Le récit fait l’éloge de la lecture et de l’écriture. Malgré la rareté des livres dans sa famille, elle trouvera à lire dans les librairies, empruntera à la bibliothèque et se procurera des volumes d’occasions à bon marché. Les livres meubleront autant sa demeure que son esprit. Elle écrit : « Les livres m’ont enflammé l’esprit et m’ont fait rencontrer leurs auteurs indirectement dans leurs fictions, directement dans les essais, les journaux intimes, les récits autobiographiques autour desquels j’ai gravité quand j’ai compris que ma vocation était d’écrire de la non-fiction. »
Rebecca Solnit ajoute une dimension essentielle à la liberté et à l’autonomie de la femme, ce qui lui accordera le droit de s’intégrer pleinement à la société. « La crédibilité est un élément essentiel à notre survie. » Elle dénonce le parti pris du système de justice qui accorde plus de crédibilité aux hommes qu’aux femmes. Intransigeante sur ce point, elle en appelle à la solidarité, à l’indignation et à la révolte. « Les violeurs sont responsables du viol qu’ils commettent et non l’alcool, les vêtements qu’une femme porte ou le désir de celle-ci de sortir et d’échanger avec les gens. »

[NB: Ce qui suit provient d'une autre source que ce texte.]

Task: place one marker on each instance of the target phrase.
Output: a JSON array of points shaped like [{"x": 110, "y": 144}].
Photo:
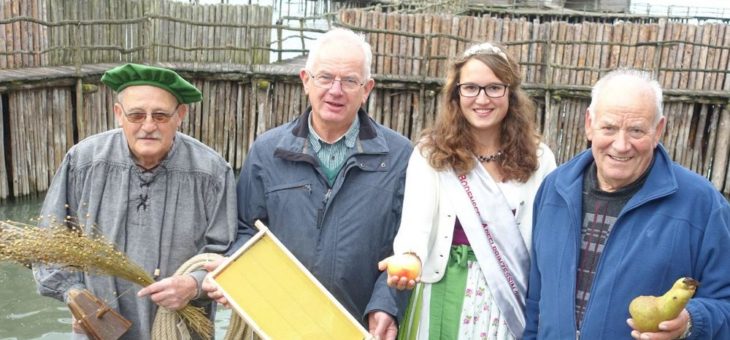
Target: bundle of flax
[{"x": 69, "y": 247}]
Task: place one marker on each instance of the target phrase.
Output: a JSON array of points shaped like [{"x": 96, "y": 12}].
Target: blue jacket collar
[{"x": 660, "y": 182}]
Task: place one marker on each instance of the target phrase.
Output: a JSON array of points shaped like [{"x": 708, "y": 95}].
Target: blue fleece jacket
[{"x": 676, "y": 225}]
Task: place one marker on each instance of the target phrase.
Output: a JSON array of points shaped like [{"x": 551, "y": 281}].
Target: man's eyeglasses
[
  {"x": 140, "y": 116},
  {"x": 491, "y": 90},
  {"x": 325, "y": 81}
]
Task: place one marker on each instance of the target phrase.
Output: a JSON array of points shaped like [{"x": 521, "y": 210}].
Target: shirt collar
[{"x": 350, "y": 136}]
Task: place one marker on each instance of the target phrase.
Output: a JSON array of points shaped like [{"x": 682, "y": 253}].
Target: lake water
[{"x": 26, "y": 315}]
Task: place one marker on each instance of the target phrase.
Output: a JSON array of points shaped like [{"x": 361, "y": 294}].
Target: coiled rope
[{"x": 169, "y": 326}]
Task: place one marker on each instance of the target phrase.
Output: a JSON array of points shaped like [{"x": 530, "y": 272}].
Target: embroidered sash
[{"x": 492, "y": 231}]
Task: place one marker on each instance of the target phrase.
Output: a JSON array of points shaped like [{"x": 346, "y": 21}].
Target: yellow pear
[{"x": 649, "y": 311}]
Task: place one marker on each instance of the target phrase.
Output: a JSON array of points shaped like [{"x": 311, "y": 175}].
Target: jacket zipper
[{"x": 320, "y": 212}]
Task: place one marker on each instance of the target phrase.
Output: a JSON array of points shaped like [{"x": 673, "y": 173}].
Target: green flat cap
[{"x": 127, "y": 75}]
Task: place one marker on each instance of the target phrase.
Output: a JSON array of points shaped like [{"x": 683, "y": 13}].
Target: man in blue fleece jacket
[{"x": 622, "y": 220}]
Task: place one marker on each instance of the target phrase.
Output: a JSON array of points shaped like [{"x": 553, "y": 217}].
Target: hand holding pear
[{"x": 648, "y": 311}]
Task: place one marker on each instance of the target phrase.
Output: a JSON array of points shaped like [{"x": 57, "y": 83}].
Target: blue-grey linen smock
[{"x": 183, "y": 207}]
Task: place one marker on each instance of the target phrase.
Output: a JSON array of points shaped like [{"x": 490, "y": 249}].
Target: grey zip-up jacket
[{"x": 340, "y": 232}]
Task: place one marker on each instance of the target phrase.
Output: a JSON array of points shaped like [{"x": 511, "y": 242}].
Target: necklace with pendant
[{"x": 488, "y": 158}]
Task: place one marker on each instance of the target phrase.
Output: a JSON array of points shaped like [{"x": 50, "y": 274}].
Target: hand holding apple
[{"x": 403, "y": 270}]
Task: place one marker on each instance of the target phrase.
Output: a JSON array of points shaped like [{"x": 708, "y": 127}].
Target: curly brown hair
[{"x": 446, "y": 145}]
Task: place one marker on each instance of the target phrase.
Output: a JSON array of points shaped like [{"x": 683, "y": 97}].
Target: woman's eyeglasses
[{"x": 491, "y": 90}]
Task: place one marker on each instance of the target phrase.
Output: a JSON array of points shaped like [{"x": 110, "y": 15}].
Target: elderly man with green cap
[{"x": 161, "y": 196}]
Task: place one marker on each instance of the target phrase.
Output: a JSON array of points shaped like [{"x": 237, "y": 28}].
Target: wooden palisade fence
[{"x": 560, "y": 61}]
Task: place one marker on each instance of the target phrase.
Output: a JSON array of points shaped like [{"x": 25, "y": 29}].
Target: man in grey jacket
[
  {"x": 160, "y": 196},
  {"x": 330, "y": 184}
]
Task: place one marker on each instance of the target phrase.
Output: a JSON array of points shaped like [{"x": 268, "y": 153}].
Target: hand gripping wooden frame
[{"x": 278, "y": 297}]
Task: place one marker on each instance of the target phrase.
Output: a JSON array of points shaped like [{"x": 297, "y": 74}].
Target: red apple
[{"x": 404, "y": 265}]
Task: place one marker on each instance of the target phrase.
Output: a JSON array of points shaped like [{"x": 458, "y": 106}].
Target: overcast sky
[{"x": 720, "y": 8}]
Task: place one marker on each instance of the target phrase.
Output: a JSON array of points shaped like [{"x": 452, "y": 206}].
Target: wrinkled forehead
[
  {"x": 628, "y": 98},
  {"x": 346, "y": 58}
]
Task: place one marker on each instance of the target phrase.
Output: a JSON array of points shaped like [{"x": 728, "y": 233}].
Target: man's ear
[
  {"x": 304, "y": 76},
  {"x": 182, "y": 111},
  {"x": 118, "y": 113},
  {"x": 659, "y": 130},
  {"x": 588, "y": 125},
  {"x": 369, "y": 85}
]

Souvenirs de mon inexistence donne confiance et espoir. L’écrivaine vous exhorte à « avoir foi en vous et dans vos droits. Foi dans votre version des faits, dans vos vérités, vos réactions et vos besoins. » Il existe tant de façons de disparaître. Il importe de construire un monde où les femmes et les minorités pourront circuler librement sans danger et sans peur.
Merci AlVina pour cette chronique! On a encore tant à faire, tant à comprendre pour changer des pratiques discriminatoires qui persistent malheureusement dans bien des milieux, dans bien des régions du Monde. Soyons solidaires entre femmes mais aussi avec ces hommes qui, comme nous, rêvent de sociétés plus égalitaires. Et lisons Rebecca Solnit pour nous ouvrir les yeux!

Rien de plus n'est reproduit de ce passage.